For a long time, banks and other financial institutions that lend directly to consumers in New Jersey and across the country have enjoyed a kind of loophole that effectively exempted them from regulations pertaining to debt collection practices. The Fair Debt Collection Practices Act is a law that protects debtors from abusive collection practices, but it has previously been applied only to collection agencies and third-party institutions that were not the original lenders.
Now federal regulators are working to close the loophole and crack down on direct lenders like JPMorgan Chase and Capital One, as well as department stores like Macy’s. These businesses have allegedly used unfair collection practices, such as repeated phone calls. One consumer says that up to four collections calls a day from Macy’s caused him extreme stress that exacerbated his health problems.

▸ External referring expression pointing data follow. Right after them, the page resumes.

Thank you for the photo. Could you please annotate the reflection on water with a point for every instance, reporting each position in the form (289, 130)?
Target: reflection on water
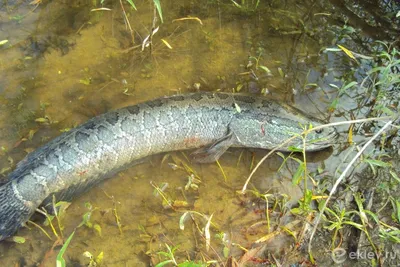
(64, 63)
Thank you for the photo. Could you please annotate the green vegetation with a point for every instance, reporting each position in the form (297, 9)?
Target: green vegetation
(197, 215)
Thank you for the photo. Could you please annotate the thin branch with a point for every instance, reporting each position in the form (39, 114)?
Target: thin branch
(304, 133)
(338, 181)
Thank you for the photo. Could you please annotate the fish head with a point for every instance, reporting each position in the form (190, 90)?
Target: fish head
(280, 124)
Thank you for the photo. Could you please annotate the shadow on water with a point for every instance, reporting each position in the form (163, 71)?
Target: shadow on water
(64, 63)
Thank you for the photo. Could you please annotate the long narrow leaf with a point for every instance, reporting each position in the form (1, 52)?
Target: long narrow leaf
(159, 10)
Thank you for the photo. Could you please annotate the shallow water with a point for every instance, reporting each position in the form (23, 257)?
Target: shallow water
(64, 64)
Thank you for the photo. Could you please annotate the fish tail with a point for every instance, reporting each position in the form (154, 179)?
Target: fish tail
(14, 211)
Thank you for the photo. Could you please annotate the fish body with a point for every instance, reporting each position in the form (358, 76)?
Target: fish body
(76, 160)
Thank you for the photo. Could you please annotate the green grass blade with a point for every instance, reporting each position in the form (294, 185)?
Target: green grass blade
(132, 4)
(159, 10)
(60, 262)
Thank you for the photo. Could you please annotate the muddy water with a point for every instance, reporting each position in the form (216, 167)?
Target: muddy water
(64, 64)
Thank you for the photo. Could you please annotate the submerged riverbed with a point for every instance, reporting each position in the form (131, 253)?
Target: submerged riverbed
(63, 62)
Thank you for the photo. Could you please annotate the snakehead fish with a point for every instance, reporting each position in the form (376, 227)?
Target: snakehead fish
(212, 122)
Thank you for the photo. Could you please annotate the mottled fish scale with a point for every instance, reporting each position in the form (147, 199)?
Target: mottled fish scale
(104, 145)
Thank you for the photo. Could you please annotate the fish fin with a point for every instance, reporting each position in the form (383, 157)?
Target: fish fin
(13, 211)
(212, 153)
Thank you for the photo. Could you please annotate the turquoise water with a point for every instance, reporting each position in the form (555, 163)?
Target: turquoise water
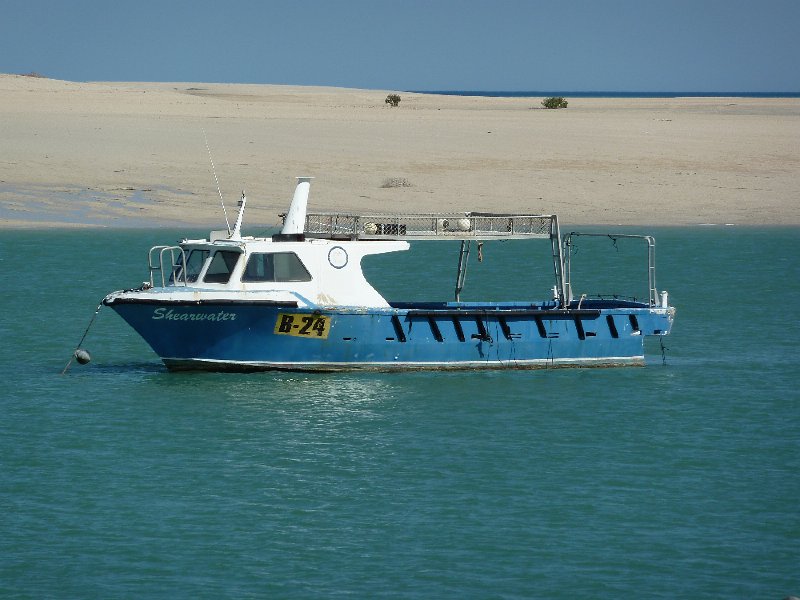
(120, 480)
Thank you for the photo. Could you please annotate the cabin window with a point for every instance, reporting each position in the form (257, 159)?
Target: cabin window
(194, 264)
(221, 267)
(275, 266)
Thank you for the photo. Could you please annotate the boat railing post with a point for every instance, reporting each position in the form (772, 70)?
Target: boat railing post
(463, 258)
(558, 262)
(651, 269)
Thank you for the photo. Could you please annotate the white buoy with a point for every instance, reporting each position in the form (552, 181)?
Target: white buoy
(82, 356)
(295, 222)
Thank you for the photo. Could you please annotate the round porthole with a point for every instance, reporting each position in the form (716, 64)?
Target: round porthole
(337, 256)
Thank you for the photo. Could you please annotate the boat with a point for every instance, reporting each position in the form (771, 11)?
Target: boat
(299, 300)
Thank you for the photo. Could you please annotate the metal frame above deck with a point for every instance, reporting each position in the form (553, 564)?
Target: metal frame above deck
(428, 226)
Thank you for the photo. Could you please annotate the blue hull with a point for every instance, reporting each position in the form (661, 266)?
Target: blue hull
(218, 335)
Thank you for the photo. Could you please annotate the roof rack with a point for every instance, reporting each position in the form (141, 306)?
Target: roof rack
(427, 226)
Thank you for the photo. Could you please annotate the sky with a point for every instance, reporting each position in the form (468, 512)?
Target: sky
(478, 45)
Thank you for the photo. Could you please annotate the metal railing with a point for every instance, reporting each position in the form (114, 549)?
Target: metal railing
(651, 260)
(463, 226)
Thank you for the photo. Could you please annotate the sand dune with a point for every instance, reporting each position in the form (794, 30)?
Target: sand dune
(134, 154)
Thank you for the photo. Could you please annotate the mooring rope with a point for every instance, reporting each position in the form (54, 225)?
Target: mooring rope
(74, 354)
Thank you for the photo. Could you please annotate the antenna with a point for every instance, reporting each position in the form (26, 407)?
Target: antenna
(219, 191)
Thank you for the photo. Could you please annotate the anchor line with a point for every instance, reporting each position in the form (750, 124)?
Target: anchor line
(85, 333)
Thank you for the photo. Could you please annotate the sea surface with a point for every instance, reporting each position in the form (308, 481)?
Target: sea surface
(680, 479)
(610, 94)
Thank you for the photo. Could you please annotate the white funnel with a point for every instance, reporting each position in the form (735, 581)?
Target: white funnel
(295, 221)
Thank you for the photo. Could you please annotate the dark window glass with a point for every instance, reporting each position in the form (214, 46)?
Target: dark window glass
(221, 267)
(194, 264)
(275, 266)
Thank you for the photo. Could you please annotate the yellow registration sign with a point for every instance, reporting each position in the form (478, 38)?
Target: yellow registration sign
(303, 325)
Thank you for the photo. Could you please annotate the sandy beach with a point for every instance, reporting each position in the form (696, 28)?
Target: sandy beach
(133, 154)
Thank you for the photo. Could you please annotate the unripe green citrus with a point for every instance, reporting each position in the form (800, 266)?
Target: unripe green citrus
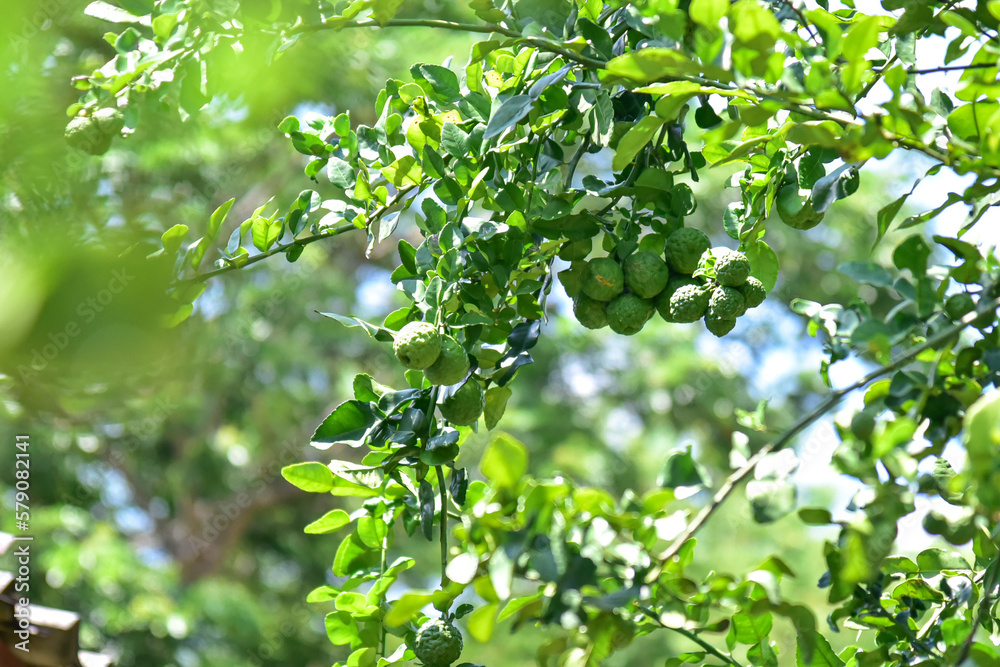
(795, 208)
(689, 303)
(417, 345)
(959, 305)
(604, 280)
(646, 274)
(464, 406)
(590, 312)
(663, 300)
(452, 364)
(109, 121)
(726, 303)
(732, 268)
(627, 314)
(753, 292)
(576, 250)
(438, 643)
(684, 249)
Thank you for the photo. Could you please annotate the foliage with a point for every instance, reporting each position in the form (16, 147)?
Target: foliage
(591, 121)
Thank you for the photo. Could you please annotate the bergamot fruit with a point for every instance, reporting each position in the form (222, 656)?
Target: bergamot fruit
(417, 345)
(732, 268)
(590, 312)
(573, 251)
(627, 314)
(438, 643)
(959, 305)
(646, 274)
(795, 207)
(604, 280)
(689, 303)
(726, 303)
(753, 292)
(684, 249)
(109, 121)
(674, 284)
(465, 405)
(452, 364)
(719, 326)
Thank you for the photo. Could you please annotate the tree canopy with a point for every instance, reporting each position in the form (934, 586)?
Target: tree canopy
(626, 163)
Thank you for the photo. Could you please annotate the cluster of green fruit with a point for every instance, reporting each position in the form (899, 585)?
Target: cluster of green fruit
(93, 134)
(624, 295)
(420, 346)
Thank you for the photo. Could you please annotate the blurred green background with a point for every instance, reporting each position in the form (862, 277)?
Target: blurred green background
(157, 503)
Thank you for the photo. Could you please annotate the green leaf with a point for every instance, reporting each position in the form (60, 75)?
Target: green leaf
(770, 499)
(708, 12)
(866, 272)
(442, 80)
(482, 622)
(680, 470)
(887, 214)
(505, 461)
(348, 423)
(108, 12)
(815, 516)
(635, 140)
(383, 10)
(409, 604)
(813, 650)
(751, 628)
(312, 476)
(508, 115)
(763, 264)
(376, 332)
(214, 225)
(173, 238)
(496, 404)
(331, 521)
(340, 628)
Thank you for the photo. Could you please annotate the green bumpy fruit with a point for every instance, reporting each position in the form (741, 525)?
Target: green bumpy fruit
(753, 292)
(732, 268)
(438, 643)
(684, 249)
(417, 345)
(573, 251)
(795, 208)
(627, 314)
(590, 312)
(109, 121)
(726, 303)
(719, 326)
(604, 280)
(688, 304)
(959, 305)
(646, 274)
(452, 364)
(464, 406)
(674, 284)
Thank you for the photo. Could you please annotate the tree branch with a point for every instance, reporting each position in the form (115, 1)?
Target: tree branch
(486, 28)
(825, 406)
(692, 636)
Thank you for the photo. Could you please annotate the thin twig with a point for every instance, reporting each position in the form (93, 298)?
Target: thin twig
(304, 241)
(825, 406)
(692, 636)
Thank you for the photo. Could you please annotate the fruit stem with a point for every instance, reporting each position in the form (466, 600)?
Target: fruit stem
(444, 531)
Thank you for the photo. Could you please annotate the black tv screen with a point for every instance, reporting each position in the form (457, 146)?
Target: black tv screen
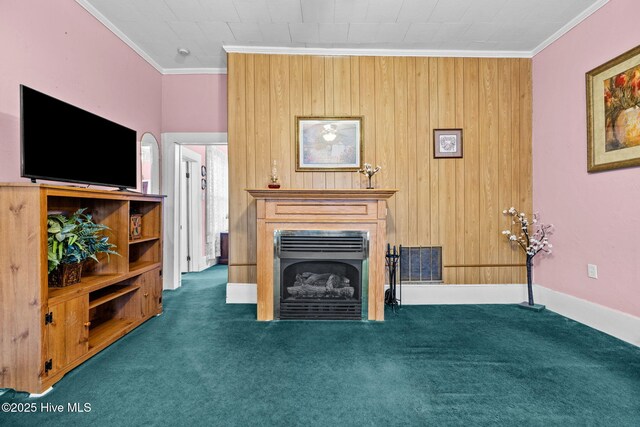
(61, 142)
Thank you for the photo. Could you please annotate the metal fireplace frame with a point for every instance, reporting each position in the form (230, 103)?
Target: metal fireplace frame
(364, 290)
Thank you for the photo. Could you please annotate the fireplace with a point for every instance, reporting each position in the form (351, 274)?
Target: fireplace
(321, 274)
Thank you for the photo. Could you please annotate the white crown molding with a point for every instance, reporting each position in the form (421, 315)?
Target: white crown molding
(569, 26)
(377, 52)
(171, 71)
(342, 51)
(115, 30)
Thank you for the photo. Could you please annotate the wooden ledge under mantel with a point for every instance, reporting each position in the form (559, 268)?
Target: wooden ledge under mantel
(321, 209)
(321, 193)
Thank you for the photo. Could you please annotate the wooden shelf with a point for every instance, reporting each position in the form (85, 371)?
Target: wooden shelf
(87, 284)
(143, 239)
(108, 331)
(142, 266)
(114, 296)
(118, 293)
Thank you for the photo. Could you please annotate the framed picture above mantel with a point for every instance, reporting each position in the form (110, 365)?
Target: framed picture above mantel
(613, 113)
(328, 144)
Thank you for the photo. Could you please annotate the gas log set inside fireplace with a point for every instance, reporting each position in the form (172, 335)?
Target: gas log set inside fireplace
(326, 285)
(321, 274)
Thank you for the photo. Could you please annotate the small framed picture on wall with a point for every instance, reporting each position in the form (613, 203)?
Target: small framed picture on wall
(447, 143)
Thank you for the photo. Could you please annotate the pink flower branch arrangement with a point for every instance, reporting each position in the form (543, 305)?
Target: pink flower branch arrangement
(369, 171)
(532, 239)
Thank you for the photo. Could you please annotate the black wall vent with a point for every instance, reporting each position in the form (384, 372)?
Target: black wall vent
(421, 264)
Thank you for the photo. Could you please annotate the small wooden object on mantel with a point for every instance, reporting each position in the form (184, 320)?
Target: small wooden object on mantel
(273, 179)
(135, 226)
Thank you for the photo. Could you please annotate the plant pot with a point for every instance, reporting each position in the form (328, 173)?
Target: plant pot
(65, 275)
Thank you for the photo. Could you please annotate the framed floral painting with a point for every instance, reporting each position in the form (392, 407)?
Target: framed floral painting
(613, 113)
(328, 144)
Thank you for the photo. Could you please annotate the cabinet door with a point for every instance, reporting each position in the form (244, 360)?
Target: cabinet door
(152, 293)
(68, 332)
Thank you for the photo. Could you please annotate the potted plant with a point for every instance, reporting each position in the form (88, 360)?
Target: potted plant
(71, 240)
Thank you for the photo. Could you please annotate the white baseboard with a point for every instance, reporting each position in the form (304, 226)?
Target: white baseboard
(613, 322)
(246, 293)
(461, 294)
(242, 293)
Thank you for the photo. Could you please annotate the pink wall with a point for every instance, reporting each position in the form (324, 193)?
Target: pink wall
(194, 103)
(58, 48)
(596, 215)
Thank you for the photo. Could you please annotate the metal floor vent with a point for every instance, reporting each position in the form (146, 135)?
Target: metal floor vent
(421, 264)
(310, 310)
(330, 244)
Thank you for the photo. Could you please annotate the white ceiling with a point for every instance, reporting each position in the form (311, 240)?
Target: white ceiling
(157, 28)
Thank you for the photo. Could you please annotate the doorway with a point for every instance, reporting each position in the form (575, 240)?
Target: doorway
(196, 208)
(190, 218)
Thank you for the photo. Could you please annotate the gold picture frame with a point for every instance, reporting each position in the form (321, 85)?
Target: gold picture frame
(613, 113)
(329, 144)
(447, 143)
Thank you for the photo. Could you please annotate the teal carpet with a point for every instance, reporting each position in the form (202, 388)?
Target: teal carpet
(207, 363)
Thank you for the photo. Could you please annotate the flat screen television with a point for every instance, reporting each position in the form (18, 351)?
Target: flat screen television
(61, 142)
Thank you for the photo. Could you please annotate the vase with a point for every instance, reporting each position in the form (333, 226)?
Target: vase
(627, 128)
(529, 280)
(65, 275)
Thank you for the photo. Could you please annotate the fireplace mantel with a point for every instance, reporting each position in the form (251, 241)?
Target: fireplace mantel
(321, 209)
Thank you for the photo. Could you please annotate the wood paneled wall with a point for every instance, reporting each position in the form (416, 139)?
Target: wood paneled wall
(455, 203)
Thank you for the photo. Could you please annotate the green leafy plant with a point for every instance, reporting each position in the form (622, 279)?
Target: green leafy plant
(75, 238)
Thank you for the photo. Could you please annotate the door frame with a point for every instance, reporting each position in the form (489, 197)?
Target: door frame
(193, 209)
(170, 187)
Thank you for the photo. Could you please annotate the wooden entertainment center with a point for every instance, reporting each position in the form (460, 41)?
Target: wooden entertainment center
(45, 332)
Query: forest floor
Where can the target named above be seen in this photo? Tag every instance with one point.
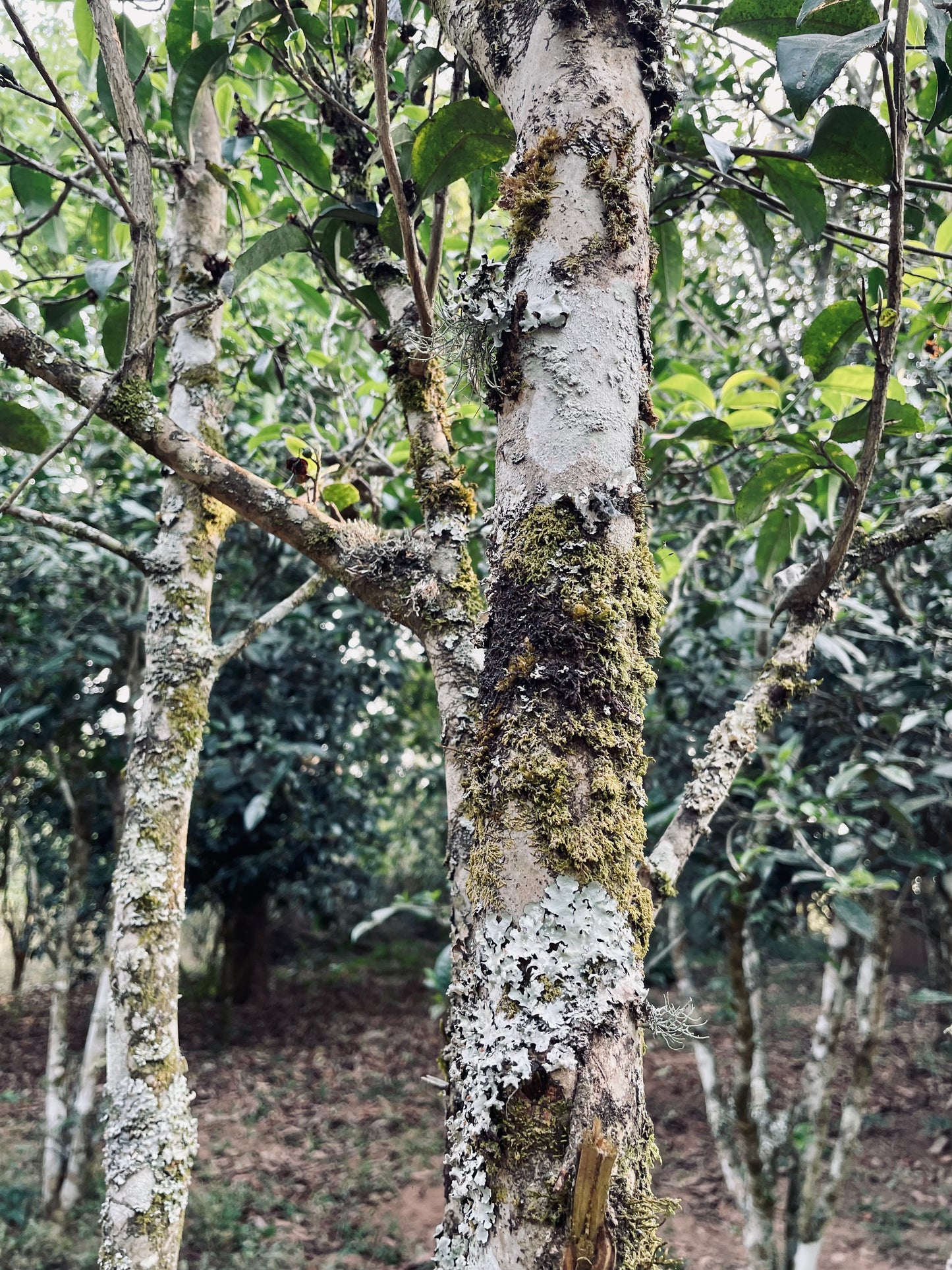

The Dodd-Frank law gave the Consumer Financial Protection Bureau the right to crack down on the lenders who have exploited the loophole to avoid rules about fair collection practices. The bureau will be going after direct lenders that use abusive, misleading or unfair means to collect. These tactics are illegal, regardless of who is trying to collect, according to a spokesperson for the bureau. Regulators are especially keeping an eye out for flawed or fraudulent paperwork pertaining to debt and recently found an error rate of nine percent in monetary judgments at JPMorgan Chase.
The false paperwork is a concern, especially for consumers who have credit card debt. When sued for credit card debt, few debtors defend themselves or even show up in court, so about 95 percent of the cases are won by the creditor. Since the judgment can last for decades, a bankruptcy attorney may be able to help consumers from stopping their wages from being garnished.